Я ее никогда раньше не видела. Студенты, которых отец водит домой, распоряжаются как у себя дома. Вряд ли она нашла сюда дорогу давно, но строит из себя стражницу, призванную защищать впечатлительного гения от навязчивого окружающего мира. Так себя ведут многие из его студентов. Существует, конечно, вероятность, что к нему тянутся люди определенного склада, но мне кажется, что это он сам пестует в них подобные представления. Рассказывает им истории из своей жизни на общественной и академической арене, и выстроены они явно в соответствии с архетипом «Давид и Голиаф»: маленький человек против системы. Пока студенты на это клюют, они ощущают собственную значимость. Готовы встать на его защиту в период от пары месяцев до целого семестра.
— Я его дочь, — говорю я.
Она молча открывает мне дверь. В прихожей стоит обувь и висят куртки самых разных фасонов и размеров; вряд ли среди них много папиных. Значит, тут целая группа. Я скидываю туфли. Студентка проходит в гостиную; я следую за ней, но обгоняю ее и первой оказываюсь у двери в его рабочий кабинет. Видно, что мой маневр ее раздражает, но еще чего не хватало! Я выросла в этом доме и просила бы не сопровождать меня в нем, как какого-нибудь захожего незнакомца. Вхожу без стука.
Папа сидит за столом и читает какую-то рукопись. На носу очки для чтения, рядом большая чашка с чаем, и он не сразу поднимает взгляд на нас со студенткой; дочитывает абзац, чуть шевеля губами. Потом вскидывает глаза, и на его лице расплывается широкая улыбка.
— Надо же, Сара! Здравствуй… Какая радость!
Я подхожу к столу и обнимаю отца. Он пахнет чаем, жидкостью после бритья и сырой листвой.

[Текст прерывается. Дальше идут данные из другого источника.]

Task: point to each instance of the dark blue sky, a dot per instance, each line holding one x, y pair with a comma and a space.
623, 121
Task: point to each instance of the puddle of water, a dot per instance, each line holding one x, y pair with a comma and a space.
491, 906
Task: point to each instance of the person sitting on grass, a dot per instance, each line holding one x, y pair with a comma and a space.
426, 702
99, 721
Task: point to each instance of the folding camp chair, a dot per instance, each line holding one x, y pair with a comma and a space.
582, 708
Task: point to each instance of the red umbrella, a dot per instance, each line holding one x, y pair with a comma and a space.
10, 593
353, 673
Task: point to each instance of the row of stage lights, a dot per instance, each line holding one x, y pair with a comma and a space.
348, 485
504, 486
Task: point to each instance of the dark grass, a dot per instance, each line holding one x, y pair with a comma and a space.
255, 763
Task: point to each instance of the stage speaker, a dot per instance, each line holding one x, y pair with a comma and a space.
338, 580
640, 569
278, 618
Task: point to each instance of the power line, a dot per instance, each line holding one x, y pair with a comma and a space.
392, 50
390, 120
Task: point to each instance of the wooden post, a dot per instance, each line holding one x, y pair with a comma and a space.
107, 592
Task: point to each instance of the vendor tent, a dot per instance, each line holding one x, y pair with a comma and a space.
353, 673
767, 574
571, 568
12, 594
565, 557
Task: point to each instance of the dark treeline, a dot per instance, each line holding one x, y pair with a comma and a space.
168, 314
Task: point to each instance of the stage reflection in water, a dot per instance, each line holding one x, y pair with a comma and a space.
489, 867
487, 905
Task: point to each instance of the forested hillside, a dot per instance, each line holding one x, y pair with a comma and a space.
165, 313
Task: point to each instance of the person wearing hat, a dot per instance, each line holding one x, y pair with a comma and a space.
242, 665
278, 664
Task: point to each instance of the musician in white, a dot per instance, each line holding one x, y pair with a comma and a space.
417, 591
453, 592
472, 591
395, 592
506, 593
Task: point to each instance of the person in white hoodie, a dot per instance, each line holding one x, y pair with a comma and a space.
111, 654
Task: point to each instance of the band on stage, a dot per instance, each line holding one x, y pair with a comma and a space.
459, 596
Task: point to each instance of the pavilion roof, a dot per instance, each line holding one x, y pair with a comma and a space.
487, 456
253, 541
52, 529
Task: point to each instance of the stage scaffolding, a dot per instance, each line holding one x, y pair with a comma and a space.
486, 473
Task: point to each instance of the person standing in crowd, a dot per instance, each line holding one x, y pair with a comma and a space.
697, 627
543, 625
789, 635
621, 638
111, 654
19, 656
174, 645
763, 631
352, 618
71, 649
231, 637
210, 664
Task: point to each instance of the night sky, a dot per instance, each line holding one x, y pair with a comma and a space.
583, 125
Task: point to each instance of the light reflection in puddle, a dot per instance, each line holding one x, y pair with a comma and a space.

— Привет, папа, — говорю я.
— Ты познакомилась с моей дочкой? — спрашивает он застывшую в дверях студентку.
— Да, — отвечает она и говорит мне: — Привет.
— Привет, — милостиво бросаю я.
— Будешь что-нибудь, Сара? — Отец поднимается с места. — Не знаю, правда, что есть в доме; я только пишу да хожу на лыжах, в магазин некогда выбраться… Но ко мне тут ребята приходят, видела? Это группа, в которой я веду коллоквиум. Они так занятно рассуждают о значении наказания в общественной жизни… Так вот, магазины они взяли на себя; ходят за продуктами, чтобы было чем перекусить.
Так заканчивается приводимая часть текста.